Know that you can become approved as an adoption-only home and be matched with children who are legally free for adoption.

My story in a nutshell: I've always know that I wanted to start a family through adoption - don't know why, I just did. I was creeping towards 30 and still hadn't found a partner and, truth be told, I wasn't looking too hard. I was VERY happy with my life and where I was at, but coming from a large close-knit extended family, I really wanted to start my own. My Mom was a single mother (I was the oldest of 3, my younger brother and sister were both special needs), so I knew that I could handle it.

I chose domestic adoption through the foster care system because (for me at least), I didn't need to go much further from my own backyard to find a child who needed a forever home.

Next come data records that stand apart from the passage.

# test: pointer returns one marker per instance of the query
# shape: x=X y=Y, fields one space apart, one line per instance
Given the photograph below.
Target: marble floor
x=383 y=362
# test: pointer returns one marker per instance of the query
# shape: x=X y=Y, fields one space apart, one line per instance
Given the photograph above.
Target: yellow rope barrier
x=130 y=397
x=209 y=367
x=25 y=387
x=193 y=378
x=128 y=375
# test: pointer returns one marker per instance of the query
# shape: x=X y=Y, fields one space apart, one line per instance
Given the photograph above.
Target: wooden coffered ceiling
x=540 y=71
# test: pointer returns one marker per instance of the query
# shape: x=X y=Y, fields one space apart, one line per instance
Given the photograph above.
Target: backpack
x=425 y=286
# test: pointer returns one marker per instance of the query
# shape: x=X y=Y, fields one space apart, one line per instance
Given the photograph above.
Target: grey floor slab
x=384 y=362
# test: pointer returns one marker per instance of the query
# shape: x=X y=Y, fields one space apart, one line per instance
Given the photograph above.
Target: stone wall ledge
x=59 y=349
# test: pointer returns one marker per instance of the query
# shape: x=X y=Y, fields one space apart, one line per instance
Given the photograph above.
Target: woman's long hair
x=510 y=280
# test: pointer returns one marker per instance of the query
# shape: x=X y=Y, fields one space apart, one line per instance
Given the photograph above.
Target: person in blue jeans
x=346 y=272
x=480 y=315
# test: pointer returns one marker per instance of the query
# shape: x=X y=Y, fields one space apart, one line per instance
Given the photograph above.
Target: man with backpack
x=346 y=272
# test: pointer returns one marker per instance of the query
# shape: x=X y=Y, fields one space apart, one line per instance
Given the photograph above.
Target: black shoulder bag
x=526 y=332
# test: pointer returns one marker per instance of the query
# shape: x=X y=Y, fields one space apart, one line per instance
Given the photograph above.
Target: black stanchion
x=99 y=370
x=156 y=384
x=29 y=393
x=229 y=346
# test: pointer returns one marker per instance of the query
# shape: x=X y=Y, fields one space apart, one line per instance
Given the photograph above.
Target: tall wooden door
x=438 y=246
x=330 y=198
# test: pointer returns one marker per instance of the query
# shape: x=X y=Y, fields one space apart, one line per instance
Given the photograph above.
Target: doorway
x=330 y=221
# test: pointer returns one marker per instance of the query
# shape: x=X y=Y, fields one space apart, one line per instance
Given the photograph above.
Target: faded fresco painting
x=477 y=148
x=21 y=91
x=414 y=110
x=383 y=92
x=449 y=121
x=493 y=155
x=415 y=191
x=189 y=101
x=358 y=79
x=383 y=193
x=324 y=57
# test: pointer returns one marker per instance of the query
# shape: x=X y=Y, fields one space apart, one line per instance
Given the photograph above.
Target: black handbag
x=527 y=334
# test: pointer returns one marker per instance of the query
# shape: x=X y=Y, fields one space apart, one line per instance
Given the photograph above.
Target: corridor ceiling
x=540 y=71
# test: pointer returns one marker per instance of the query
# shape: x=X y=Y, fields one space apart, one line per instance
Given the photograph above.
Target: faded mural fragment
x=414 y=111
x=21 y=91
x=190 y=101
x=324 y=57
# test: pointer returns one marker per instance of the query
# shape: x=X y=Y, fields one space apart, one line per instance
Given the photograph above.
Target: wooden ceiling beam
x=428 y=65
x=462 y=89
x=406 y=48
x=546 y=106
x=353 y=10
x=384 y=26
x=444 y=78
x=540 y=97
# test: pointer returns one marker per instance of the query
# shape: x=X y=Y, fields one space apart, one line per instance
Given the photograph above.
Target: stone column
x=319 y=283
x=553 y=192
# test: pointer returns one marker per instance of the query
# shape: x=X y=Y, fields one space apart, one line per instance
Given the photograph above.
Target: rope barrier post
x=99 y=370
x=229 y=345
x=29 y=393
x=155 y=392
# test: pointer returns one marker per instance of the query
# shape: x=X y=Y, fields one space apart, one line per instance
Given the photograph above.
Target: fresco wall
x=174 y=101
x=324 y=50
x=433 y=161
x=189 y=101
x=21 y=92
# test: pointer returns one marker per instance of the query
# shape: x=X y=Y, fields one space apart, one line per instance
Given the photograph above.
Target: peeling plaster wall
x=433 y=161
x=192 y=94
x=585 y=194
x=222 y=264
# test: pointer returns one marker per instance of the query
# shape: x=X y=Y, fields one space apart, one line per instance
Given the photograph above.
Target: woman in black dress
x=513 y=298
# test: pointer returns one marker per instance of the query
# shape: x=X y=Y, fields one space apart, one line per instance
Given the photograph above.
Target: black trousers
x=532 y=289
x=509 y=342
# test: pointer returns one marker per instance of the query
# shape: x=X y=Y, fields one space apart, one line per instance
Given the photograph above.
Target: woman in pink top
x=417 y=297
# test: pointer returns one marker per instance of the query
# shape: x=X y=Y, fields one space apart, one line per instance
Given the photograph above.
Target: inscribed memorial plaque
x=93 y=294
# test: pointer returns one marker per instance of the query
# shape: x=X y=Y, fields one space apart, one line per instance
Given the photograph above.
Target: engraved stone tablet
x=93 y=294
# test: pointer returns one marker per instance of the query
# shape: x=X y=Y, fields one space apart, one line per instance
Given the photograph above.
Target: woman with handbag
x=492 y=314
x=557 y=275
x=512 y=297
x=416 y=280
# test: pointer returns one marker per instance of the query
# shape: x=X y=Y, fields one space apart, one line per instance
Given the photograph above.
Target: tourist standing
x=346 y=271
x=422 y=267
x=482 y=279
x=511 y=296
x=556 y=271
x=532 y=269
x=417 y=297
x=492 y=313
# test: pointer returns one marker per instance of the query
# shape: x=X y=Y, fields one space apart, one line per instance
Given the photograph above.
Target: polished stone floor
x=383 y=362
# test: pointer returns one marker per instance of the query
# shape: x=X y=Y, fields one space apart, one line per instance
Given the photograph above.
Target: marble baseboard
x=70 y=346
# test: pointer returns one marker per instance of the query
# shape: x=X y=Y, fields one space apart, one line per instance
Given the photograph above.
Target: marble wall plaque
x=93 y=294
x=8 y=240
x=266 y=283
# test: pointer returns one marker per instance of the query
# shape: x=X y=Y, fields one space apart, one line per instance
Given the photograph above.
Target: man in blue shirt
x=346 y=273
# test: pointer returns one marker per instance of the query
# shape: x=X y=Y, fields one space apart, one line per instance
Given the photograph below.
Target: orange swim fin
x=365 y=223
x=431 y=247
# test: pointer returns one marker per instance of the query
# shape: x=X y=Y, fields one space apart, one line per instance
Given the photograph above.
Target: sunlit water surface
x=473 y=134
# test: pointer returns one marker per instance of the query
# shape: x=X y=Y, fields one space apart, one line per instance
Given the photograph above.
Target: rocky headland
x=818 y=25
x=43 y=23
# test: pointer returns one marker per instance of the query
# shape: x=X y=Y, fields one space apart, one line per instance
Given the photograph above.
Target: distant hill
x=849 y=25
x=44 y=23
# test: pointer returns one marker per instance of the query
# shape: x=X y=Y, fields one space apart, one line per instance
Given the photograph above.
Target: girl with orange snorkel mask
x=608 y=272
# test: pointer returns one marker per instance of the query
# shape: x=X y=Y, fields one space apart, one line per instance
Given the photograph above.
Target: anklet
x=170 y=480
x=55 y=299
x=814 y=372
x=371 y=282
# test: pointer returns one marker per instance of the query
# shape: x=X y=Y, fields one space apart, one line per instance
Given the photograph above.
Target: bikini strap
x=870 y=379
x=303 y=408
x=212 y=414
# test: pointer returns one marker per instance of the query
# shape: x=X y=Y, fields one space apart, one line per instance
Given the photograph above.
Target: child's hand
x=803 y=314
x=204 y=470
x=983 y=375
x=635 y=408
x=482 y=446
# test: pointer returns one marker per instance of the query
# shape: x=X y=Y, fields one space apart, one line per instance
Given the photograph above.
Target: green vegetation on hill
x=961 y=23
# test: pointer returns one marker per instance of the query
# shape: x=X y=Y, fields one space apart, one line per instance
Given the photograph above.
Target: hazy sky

I was also open to adoption from any race and I knew of the great need for families willing to adopt transracially.

It is also very important to me personally to really give back and (I know this sounds cheesy) to make the world a better place by the time I leave.

Growing up, we were poor and things weren't always easy at home, so I felt that on many levels I could relate to some of the stories and backgrounds of the kiddos in the foster care system. I started the process shortly after my 28th birthday and had my first foster child placed in my home a few month later.

In terms of my son and how we became a family: I had a child placed with me from the time he was 8 weeks old until two weeks after his first birthday. His case was all over the place and for a while it was almost a certainty that he would become eligible for adoption. But he was returned to his birth mom. When he left, I decided that I was ready to have one that I knew would be staying. I was presented with info regarding my son and was told that he was legally free for adoption. After reading his case file, and speaking to the foster parents who had had him from the time he was three days old, I knew he was mine and we were meant to be a family.

It's been very interesting the way my thoughts on family have changed. My son's bio Mom has had 8 children, all of which have been removed by CPS and have been adopted out into the system. My son has been able to meet four of his siblings, and the others have refused contact. I guess for me this is also a HUGE frustration. My son's life didn't start the day he came into my home. He had a life with his foster family, he has a biological connection to his birth family and siblings, and I feel the need to honor that also.

But you know, my son has been overblessed considering his past. Most kids only have one Mom. He has had three: his birth mother, his foster mother and me!!